Parallel.Foreach() - I get different types of warning

CodeForFun

New member
Joined
Apr 23, 2020
Messages
2
Location
UK
Programming Experience
1-3
I am poor at explaining myself so please bear with me, I'm trying to understand this, also if it's in the wrong section I do apologise.

So i have a code block like this

C#:
public Task DoSomeWork(int batch)
{
    IEnumerable<InputWork> work = await _db.InputWork.Where(x => x.Completed == false && x.AwaitingExecution == true).ToListAsync();

    foreach (InputWork item in work)
    {
        // do some work
        // just for the stake of it
        int mathA = 1;
        int mathB = 2;
        int result = mathA + mathB;
        await SomeHandler.HandleWorkResult(item, result);

        // Mark it as complete
        item.Completed = true;
        item.AwaitingExecution = false;
        _db.Entry(item).State = EntityState.Modified()
        await _db.SaveChangesAsync();
    }
}

In the final actual code, processing takes about 45 seconds per job, as the dataset has increased this has become longer and longer to run.

So I've been trying to make it run, each job as a thread, since the inputs once loaded are not output dependant, when its done the lifting work it calls other code to deal with the result, usually writing back to another table, or in some cases changing the work
entry to mark it as failed etc, but everytime i try to use Parallel.Foreach() i get different types of warning, usually about "eventual consistency" or a second action has started before the first action completed.

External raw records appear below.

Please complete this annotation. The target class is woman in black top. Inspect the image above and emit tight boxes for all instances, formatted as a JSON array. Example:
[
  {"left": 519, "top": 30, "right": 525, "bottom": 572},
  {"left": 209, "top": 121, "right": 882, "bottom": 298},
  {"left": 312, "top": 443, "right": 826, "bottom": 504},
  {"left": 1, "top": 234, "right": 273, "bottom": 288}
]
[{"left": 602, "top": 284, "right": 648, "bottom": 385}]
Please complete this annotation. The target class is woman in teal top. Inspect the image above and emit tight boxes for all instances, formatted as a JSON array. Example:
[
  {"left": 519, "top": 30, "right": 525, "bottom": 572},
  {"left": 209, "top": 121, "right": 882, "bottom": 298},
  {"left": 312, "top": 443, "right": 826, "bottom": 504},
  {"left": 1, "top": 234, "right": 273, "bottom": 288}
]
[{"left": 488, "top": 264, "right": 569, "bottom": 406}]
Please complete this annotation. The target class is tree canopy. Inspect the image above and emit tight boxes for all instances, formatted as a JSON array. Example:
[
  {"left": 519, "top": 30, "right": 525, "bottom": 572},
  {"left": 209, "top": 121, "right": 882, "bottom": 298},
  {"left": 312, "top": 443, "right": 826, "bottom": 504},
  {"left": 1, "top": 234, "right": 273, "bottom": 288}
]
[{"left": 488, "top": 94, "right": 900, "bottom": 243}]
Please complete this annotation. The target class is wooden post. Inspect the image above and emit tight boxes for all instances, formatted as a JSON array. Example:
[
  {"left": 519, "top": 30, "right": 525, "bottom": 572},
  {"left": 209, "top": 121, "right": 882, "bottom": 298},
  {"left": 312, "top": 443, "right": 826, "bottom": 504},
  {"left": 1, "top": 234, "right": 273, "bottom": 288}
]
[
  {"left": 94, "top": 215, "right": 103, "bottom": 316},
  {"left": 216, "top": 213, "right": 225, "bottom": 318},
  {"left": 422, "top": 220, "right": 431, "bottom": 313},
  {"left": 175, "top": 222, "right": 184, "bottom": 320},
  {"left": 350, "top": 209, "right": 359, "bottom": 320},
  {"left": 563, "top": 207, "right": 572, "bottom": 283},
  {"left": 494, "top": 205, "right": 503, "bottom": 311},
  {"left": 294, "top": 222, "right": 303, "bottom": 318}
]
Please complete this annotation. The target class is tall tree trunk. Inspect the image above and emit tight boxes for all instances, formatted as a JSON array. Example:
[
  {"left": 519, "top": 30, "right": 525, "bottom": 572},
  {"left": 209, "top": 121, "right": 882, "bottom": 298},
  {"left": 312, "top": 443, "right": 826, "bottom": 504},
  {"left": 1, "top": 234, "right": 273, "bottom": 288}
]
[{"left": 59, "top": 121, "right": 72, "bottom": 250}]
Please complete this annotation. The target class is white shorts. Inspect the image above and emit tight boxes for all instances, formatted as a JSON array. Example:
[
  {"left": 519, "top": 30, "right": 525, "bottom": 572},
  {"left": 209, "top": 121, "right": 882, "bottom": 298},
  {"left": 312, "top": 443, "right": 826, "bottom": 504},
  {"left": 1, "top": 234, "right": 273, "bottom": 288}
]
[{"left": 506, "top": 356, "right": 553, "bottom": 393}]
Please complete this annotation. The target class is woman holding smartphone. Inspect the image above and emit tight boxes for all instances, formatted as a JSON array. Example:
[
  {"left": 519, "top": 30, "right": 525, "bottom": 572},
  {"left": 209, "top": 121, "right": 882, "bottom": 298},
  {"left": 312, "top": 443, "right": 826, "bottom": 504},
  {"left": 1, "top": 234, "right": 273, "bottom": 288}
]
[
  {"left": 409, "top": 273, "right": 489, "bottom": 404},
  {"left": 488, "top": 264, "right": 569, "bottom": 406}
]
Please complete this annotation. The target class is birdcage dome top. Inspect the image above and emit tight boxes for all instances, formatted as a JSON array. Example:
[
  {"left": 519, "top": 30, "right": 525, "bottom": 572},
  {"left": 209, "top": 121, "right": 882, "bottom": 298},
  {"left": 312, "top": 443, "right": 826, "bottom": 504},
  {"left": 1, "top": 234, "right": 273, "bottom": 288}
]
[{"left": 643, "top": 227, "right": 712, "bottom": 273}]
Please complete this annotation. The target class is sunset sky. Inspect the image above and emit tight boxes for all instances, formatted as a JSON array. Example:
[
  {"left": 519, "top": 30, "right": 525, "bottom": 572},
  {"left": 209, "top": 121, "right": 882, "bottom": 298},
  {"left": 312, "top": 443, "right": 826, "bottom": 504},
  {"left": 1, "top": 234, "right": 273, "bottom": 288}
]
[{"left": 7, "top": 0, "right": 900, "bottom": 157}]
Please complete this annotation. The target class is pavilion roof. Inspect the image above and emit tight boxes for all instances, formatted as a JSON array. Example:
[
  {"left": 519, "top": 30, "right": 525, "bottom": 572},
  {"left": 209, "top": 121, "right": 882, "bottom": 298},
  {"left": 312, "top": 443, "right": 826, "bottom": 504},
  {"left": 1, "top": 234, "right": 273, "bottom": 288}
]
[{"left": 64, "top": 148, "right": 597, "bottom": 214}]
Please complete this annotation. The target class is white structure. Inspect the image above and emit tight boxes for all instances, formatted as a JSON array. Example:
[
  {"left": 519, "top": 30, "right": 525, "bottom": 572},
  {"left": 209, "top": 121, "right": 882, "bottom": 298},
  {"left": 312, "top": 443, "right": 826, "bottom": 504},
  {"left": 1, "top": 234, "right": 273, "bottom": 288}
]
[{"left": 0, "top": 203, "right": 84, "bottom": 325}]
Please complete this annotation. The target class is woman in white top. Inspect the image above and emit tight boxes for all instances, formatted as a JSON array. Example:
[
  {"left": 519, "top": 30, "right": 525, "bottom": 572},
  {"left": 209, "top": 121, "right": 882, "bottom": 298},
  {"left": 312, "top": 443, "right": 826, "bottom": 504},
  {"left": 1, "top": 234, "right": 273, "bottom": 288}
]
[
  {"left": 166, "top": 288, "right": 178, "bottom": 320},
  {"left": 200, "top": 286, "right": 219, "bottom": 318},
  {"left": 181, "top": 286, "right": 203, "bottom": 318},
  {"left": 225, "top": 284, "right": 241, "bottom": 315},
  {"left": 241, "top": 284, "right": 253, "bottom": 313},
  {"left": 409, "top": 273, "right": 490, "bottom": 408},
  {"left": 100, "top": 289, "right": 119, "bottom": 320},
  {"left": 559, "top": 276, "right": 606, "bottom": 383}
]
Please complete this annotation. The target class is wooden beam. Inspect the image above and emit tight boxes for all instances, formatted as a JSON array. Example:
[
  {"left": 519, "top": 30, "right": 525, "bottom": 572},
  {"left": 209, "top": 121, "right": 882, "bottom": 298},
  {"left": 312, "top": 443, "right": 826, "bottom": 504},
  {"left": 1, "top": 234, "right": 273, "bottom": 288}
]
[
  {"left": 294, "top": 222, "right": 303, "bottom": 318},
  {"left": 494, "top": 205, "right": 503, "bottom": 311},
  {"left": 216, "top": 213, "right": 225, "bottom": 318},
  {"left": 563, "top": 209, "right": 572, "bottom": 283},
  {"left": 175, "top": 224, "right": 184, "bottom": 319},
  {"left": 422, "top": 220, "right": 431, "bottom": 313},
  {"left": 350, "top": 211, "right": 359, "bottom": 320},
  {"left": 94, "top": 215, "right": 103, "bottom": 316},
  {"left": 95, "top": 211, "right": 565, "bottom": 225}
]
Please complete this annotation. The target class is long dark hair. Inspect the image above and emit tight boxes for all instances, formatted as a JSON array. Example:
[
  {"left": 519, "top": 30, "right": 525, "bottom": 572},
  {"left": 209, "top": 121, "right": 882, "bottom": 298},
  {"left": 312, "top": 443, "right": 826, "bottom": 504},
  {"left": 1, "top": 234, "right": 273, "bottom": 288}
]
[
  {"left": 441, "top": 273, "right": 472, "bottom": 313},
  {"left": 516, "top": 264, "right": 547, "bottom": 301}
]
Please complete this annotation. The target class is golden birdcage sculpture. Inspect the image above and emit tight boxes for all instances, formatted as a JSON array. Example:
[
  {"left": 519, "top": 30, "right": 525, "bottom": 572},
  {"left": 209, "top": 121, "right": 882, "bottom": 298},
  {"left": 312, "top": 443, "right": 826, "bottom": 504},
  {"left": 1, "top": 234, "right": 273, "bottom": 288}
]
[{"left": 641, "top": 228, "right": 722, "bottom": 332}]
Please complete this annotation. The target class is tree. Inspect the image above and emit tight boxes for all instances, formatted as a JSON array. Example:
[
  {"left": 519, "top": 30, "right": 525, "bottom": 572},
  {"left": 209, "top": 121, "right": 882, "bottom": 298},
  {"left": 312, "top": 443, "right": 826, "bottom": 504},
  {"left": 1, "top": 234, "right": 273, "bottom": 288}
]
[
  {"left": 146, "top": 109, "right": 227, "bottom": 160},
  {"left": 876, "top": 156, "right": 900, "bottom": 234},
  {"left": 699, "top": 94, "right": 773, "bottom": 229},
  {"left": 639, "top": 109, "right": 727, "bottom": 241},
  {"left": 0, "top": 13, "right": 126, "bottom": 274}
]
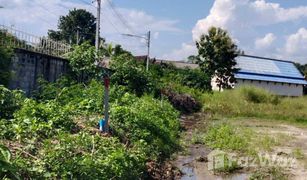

And I'm stumped, so can someone explain this to me, it could just be that what I'm trying to do is wrong, and i should find ways to make processing faster (even though that would be a huge amount of work)

Thanks
 
Hmm, ditch this : foreach (InputWork item in work). If I am understanding what you wrote, it looks like you are looking for Parallel.ForEach Method (System.Threading.Tasks) but from the snipped you showed, it limits my ability to give you more information including pseudo code. If you want to execute the code as a unit, then parallelism would help to speed up your process in such scenarios. Take a look at the docs i linked and then consider doing some refactoring, especially with IEnumerable<InputWork> work. If you're using an interface, be sure to use it to its fullest potential.
 
If you want us to help with warnings in code then we would need to see that code. Rather than post "I want to convert this, I tried, I failed, you do it for me", try posting "I want to convert this, this is what I tried, this is what happened when I tried, help me fix it". That's the sort of question you're most likely to get help with. Just show us your best attempt and we can go from there. It doesn't matter how bad it is. We all wrote rubbish code and times and probably still do.
 
processing takes about 45 seconds per job
Is the job encapsulated in this SomeHandler.HandleWorkResult();?
Or is it encapsulated in this DoSomeWork()?

Also, it looks like you are running at the bleeding edge of the language and the libraries. If so, taking advantage of the IAsyncEnumerable and await foreach maybe enough to get you the speed that you need.

Yes, parallelization will definitely get more done, assuming that you can efficiently distribute the operations across your threads, and if at all possible, not have the threads have to wait on each other to accumulate the results. Based or your description at the beginning of thing thread, it sounds like that is exactly the case.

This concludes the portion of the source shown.